El año de los cabos sueltos
LA MÁSCARA de la tragedia: el hambre en África; los ciclones, los volcanes, los terremotos, el agua arrasadora; el SIDA demacrando rostros admirados y extendiendo una amenaza nueva; las matanzas en Líbano, en la guerra Irak-Irán, en la República Surafricana; los sijs.
La sonrisa de la comedia: Gorbachov -hijo del año- y su abrazo a Reagan en Ginebra; la OPEP baja sus precios; los chinos reciben a los modistas de París; la crisis de color de rosa de Boyer; el niño tenista Becker; las partidas de Kasparov y Karpov; el proceso de la pista búlgara; el cadáver inseguro de Mengele...
El hombre como lobo del hombre: furia y muerte en el estadio de Bruselas; secuestros, atentados, bombas, rehenes, aviones que estallan, barcos pirateados.
Apuntes de esperanza: por fin unos militares golpistas juzgados y condenados en América (Argentina); y unas democracias asoman en Perú, Bolivia, Brasil. Europa crece -con nosotros- y trata de renovar sus instituciones...

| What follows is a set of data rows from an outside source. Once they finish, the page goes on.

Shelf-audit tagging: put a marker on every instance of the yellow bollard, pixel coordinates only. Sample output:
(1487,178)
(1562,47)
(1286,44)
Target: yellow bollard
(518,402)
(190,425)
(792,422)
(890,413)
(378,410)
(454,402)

El debate de la nueva ética y la vieja moral: Francia bombardea a los ecologistas; el Pentágono se salta las fronteras para su trabajo de caza y captura, y la URS S aplaude; la ingeniería genética avanza; el cerebro se asusta de la tecnología.
Datos para el recuerdo: la guerra mundial terminó hace 40 años y su doctrina se ha esfumado; efemérides de un montón de músicos...
Y el cometa Halley viajando por el firmamento, estrechando su elipse; y el Papa por la Tierra, aproximando la suya.
Apenas hay un rasgo, una palabra para concretar el año. Los filósofos están cansados y los intelectuales son un poco miedosos. No trabajan o no sacan partido a los acontecimientos: hace ya tiempo que no definen y se refugian más bien en la abstracción. Si se estruja un poco al año acabado se logran unas gotas de zumo agridulce y de sabor antiguo: todo lo que ha pasado en él obedece a leyes conocidas, a tendencias muy clásicas. El polvo de la modernidad y la posmodernidad se vuela al primer soplo: catástrofes, o guerras, o revoluciones, o negociaciones, o técnicas, o supersticiones y escepticismos se revisten de una instrumentación nueva, pero hunden sus raíces en una reiteración desoladora. Quizá sea ése el rasgo del año: no es moderno. Ni siquiera podemos aplicarle esa fórmula de compromiso de un año de transición. Transita porque sí, ciegamente, pero no tiene una transición hacia la guerra ni hacia la paz, hacia la abundancia o hacia la miseria, hacia la felicidad o hacia la desdicha. Tomó unos cabos sueltos de su predecesor y apenas los hiló para dar un tejido conjuntivo a su sucesor: en cabos sueltos se queda.
Aparte de que pueda haber unos progresos invisibles, algunos de esos acontecimientos que los contemporáneos no pueden ver y en los que los historiadores, después, encuentran la clave de las grandes tendencias, lo cierto es que ahora no se revelan para nosotros. Queda apenas, en la noche última, la visión acumulada de manifestaciones diversas que gira caprichosamente y superpone imágenes y siluetas. Todas son conocidas. Algunas intentan, como el personaje de Woody Allen -el cine de este año-, salirse de la pantalla y cobrar tres dimensiones. Por el momento, sin embargo, la pugna entre la decepción y la esperanza, entre la apuesta por los signos nefastos -el terrorismo y el hambre- o la ilusión por los nuevos signos -ese espectacular mensaje cruzado de Reagan y Gorbachov- quedan como un balance donde lo más positivo son insinuaciones y, lo peor, todavía, algunas realidades.